KARA KARTAL GOLCÜ AVINDA
Beşiktaş Yönetimi Q7 ve Guti’nin dışında takıma bir de gölcü kazandırmak için çaba sarf ediyor. Bir yıldız daha alabilmek için haftanın bir çok gününü yurt dışında geçiren yöneticiler geçenlerde tekrar Londra’ya gitti. Edinilen bilgiye göre; öğle yemeğinde Manchester City’nin yıldızları Robinho ve Adebayor’un menajerleri ile kulüp yetkilileriyle ile bir araya gelen yöneticilerin her iki futbolcu için de teklif verdiği iddia edildi.

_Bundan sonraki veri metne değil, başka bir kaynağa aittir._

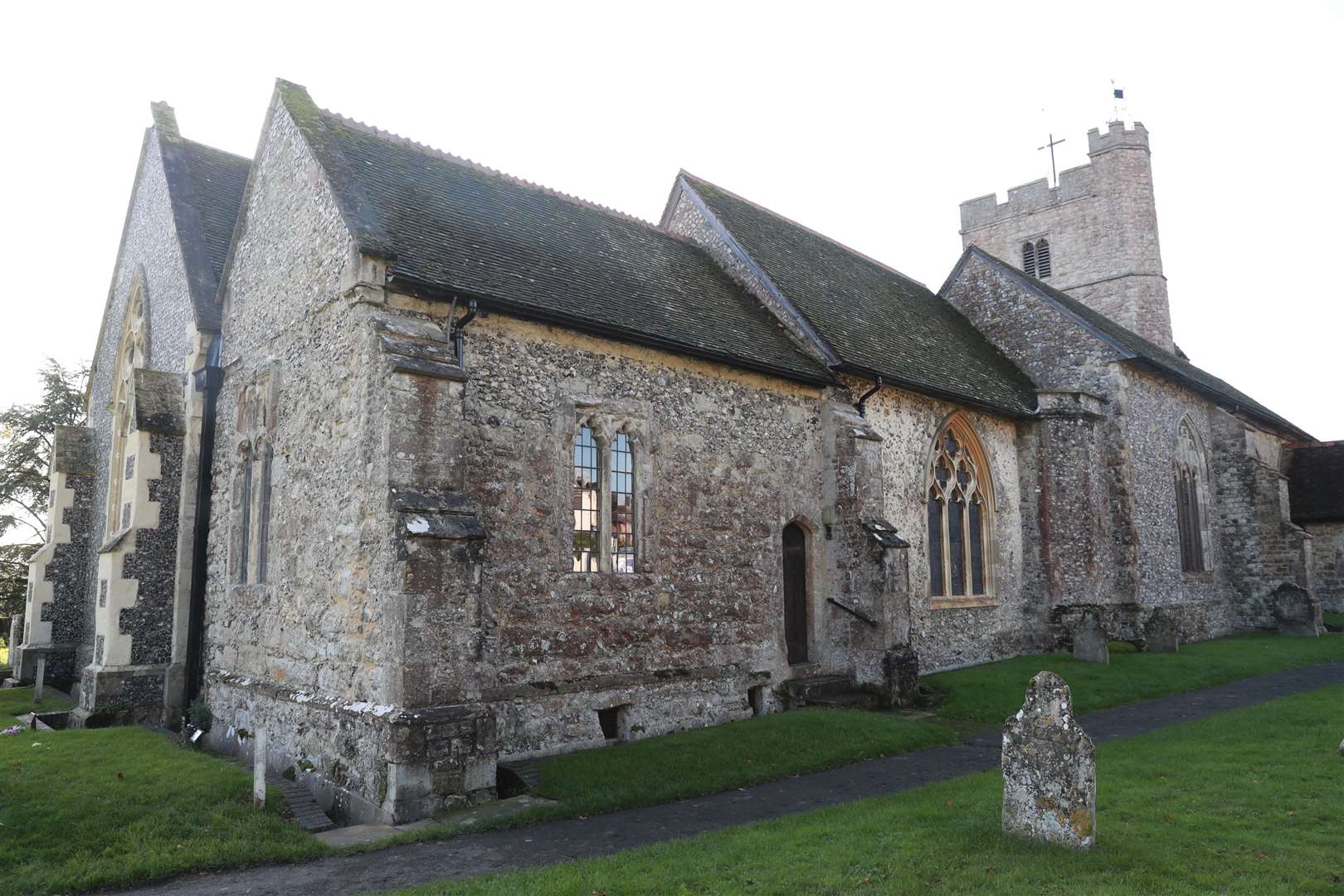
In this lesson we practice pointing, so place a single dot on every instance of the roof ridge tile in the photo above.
(485, 169)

ÖNCELİKLE ADEBAYOR VE ROBINHO
Beşiktaş’a yeni bir yıldız oyuncu mu geliyor? Bu soru günlerdir camiayı meşgul ediyor. Milan ile Juventusun da istediği söylenen ismin Beşiktaş gündeminde olduğu iddia ediliyor. Emmanuel Adebayor’un bonservisinin çok pahalı görüldüğü ve o nedenle kiralama formülü üzerinde durulduğu söyleniyor. Başkan Demirören, siyahi forvetin kadroya dahil edilmesini çok istediği söyleniyor.
CRUZ’UN ADI DA
ÖN PLANDA
Öte yandan Beşiktaş Teknik Direktörü Schusterin isteği üzerine transfer çalışmalarını yürüten yönetim, farklı bir rotaya kaydığı iddia ediliyor. Manchester City’de fazla forma şansı bulamayan ve Adebayor ile aynı özelliklere sahip olan Paraguay’ın golcüsü Roque Santa Cruz gündeme alındı. Paraguaylı forvet, “İngiltere ve Almanya Ligi’nden de teklifler alıyorum. Ancak şartlarda anlaşırsak neden olmasın” yanıtını verdi. Futbol Komitesi Başkanı Serdal Adalı, “Bir hafta içerisinde bu iş netleşecek. Ancak gündemimizdeki isimler; Guti, Quaresma, Adebayor gibi klas oyuncular…” açıklamasını yaptı.